Quando, uscendo dall’ascensore di uno dei grattacieli della city madrilena, ci ritrovammo nel salone di accoglienza, pensai che avessimo sbagliato piano. Al muro era appesa la gigantografia a colori di un carrarmato in azione su un terreno stepposo. Poggiati su varie mensole di cristallo, sistemi di puntamento per diversi tipi di armi, dalle carabine ai bazooka, si alternavano a pistole e a qualche fucile più o meno leggero. Non avemmo tempo di commentare, venimmo subito introdotti in una sala riunioni, dove due funzionari giovanissimi e azzimatissimi ci fecero accomodare a un lungo tavolo rettangolare e, con cortese sollecitudine, cominciarono a porci domande (il rappresentante traduceva). Per quale motivo avevamo deciso di entrare in quel settore? Oltre a microcamere e cimici, eravamo interessati agli altri prodotti che costituivano il loro core business?

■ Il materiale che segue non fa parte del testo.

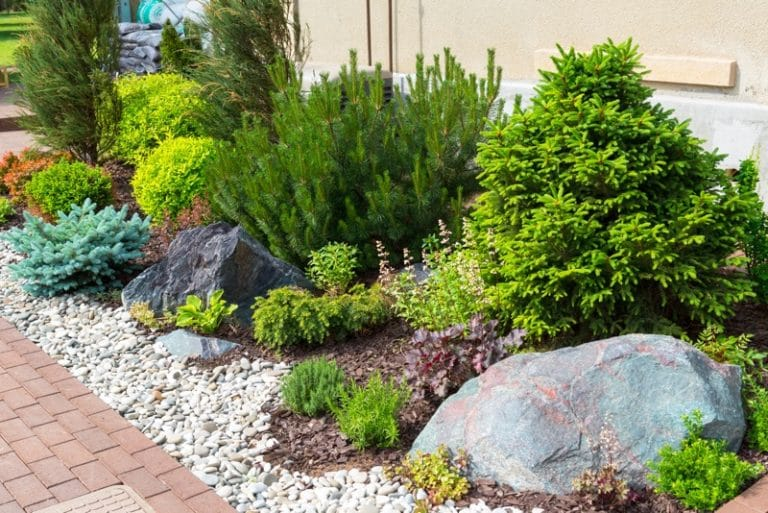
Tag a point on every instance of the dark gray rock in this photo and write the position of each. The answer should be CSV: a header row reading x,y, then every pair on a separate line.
x,y
532,420
182,343
205,259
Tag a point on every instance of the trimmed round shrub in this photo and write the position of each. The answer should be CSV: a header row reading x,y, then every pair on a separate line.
x,y
602,213
155,108
64,184
172,176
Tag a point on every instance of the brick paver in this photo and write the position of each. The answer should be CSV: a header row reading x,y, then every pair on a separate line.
x,y
58,441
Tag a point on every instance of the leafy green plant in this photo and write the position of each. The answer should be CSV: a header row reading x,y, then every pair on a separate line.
x,y
141,312
66,62
734,350
332,267
205,319
85,250
440,474
6,209
156,107
312,386
757,419
67,184
754,242
701,473
350,166
246,37
601,212
289,316
172,176
452,292
441,361
367,415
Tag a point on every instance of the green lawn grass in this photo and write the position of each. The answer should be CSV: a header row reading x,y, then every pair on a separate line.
x,y
12,25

Avevamo contatti con potenziali clienti italiani utilizzatori di armi?
Evidentemente le nostre risposte negative e sempre più imbarazzate non soddisfacevano i due funzionari che, forse come ultimo test, ci proposero un tour delle sale espositive: Scalise ed io transitammo tra decine di prodotti (alcuni anche molto grandi) per la sicurezza propria, e l’insicurezza altrui, con l’incedere di due sonnambuli.
Una volta fuori, il rappresentante cominciò a parlare rapidamente, come si fosse accorto che doveva sparare le sue ultime cartucce (cos’altro?) prima di salutarci e rischiare di non vederci più, sia noi due che il figlio del socio, e a un certo punto disse che lui aveva “contatti diretti col Cesis”. Notai che Scalise non sussultò come invece avevo sussultato io.

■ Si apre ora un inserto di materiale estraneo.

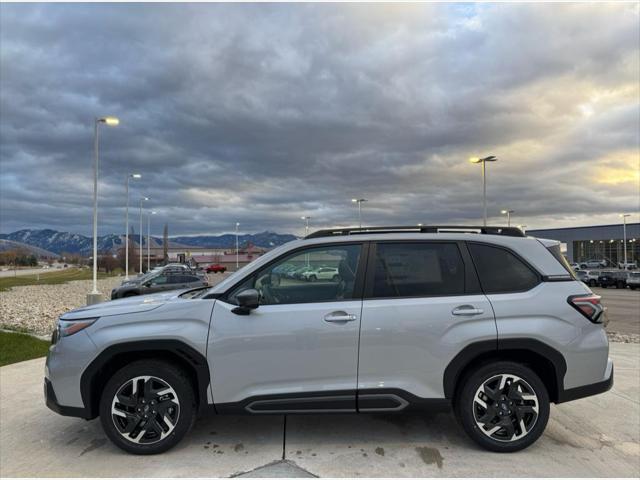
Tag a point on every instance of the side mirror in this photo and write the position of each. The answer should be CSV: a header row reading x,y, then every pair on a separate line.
x,y
247,300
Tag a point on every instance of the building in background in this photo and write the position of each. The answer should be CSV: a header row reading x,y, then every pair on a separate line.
x,y
600,242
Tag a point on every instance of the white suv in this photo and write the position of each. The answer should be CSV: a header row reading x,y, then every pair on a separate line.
x,y
482,319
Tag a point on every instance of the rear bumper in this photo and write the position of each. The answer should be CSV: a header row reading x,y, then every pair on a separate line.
x,y
586,390
52,402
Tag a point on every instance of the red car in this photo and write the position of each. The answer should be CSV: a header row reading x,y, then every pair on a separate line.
x,y
216,268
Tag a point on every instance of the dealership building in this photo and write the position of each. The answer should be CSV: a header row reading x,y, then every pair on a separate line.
x,y
601,242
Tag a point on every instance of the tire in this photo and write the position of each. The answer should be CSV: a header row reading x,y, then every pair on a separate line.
x,y
488,378
171,425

Appena rientrati in camera, ci guardammo.
«Il carrarmato» dissi.
«Il bazooka» disse Scalise.
«I sistemi di puntamento.»
«Tutte quelle domande.»
«Il Cesis.»
Scalise fece un’espressione interrogativa.

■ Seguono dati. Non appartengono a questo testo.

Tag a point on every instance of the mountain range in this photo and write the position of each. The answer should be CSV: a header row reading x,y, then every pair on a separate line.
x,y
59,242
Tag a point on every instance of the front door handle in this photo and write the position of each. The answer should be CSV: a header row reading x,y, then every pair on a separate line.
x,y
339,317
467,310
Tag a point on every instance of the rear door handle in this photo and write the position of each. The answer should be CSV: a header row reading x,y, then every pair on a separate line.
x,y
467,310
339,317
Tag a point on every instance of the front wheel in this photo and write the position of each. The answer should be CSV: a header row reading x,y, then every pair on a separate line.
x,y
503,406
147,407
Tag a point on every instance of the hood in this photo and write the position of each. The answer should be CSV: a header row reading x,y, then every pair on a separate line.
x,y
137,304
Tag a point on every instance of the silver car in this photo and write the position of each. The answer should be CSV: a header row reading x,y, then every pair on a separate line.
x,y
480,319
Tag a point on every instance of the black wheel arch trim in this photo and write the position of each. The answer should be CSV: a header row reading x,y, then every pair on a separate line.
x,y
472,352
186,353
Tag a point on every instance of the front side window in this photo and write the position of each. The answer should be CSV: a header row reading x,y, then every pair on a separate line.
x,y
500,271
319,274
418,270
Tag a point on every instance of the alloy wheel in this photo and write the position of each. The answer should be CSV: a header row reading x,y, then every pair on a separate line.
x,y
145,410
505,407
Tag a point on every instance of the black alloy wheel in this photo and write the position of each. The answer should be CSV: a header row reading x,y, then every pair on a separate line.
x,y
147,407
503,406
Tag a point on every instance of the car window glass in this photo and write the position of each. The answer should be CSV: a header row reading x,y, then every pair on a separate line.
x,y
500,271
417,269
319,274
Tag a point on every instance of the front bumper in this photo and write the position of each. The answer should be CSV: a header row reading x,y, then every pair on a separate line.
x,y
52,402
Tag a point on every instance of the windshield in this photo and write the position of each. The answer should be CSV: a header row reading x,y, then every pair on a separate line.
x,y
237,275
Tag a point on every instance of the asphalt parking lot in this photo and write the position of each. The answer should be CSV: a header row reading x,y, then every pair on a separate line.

«Il rappresentante ha detto di avere contatti col Cesis» spiegai. «Lo sai cos’è il Cesis?»
Scalise scosse la testa.
«Il Cesis è il Comitato Esecutivo per i Servizi di Informazione e Sicurezza» dissi. Scalise continuava a non capire. «In pratica è l’organo di coordinamento dei servizi segreti italiani.»
Scalise strabuzzò gli occhi, mancò poco gli cadessero gli occhiali.
«Magari in questo momento siamo spiati» feci in tempo a dire abbassando la voce, mentre quella situazione mi appariva di secondo in secondo più esilarante, «staranno ascoltando ogni nostra parola.»
Dopodiché scoppiamo in quella risata isterica, da ragazzini di trentacinque e cinquantasette anni, e per un bel pezzo – mentre il tramonto madrileno ci bagnava degli ultimi raggi di un rosso sole ottobrino – non riuscimmo a smettere.
Javier Marías è un autore profondamente madrileno. È un narratore ossessionato dal segreto, dagli effetti che il segreto, i segreti, possono avere sulle nostre vite. In alcune delle sue opere vi è addirittura una figura, non dissimile da lui, che frequenta il mondo dei servizi. Per esempio nella trilogia Il tuo volto domani.
Quel pomeriggio di trent’anni fa a Madrid, senza ancora sapere chi fosse Javier Marías, mi sentii un po’ un personaggio di quel suo romanzo, e la cosa, sorprendentemente, non mi dispiacque. Forse allora non è un caso se Il tuo volto domani, pur con tutta la sua verbosità, mi appare il miglior libro di questo grande scrittore delle ombre.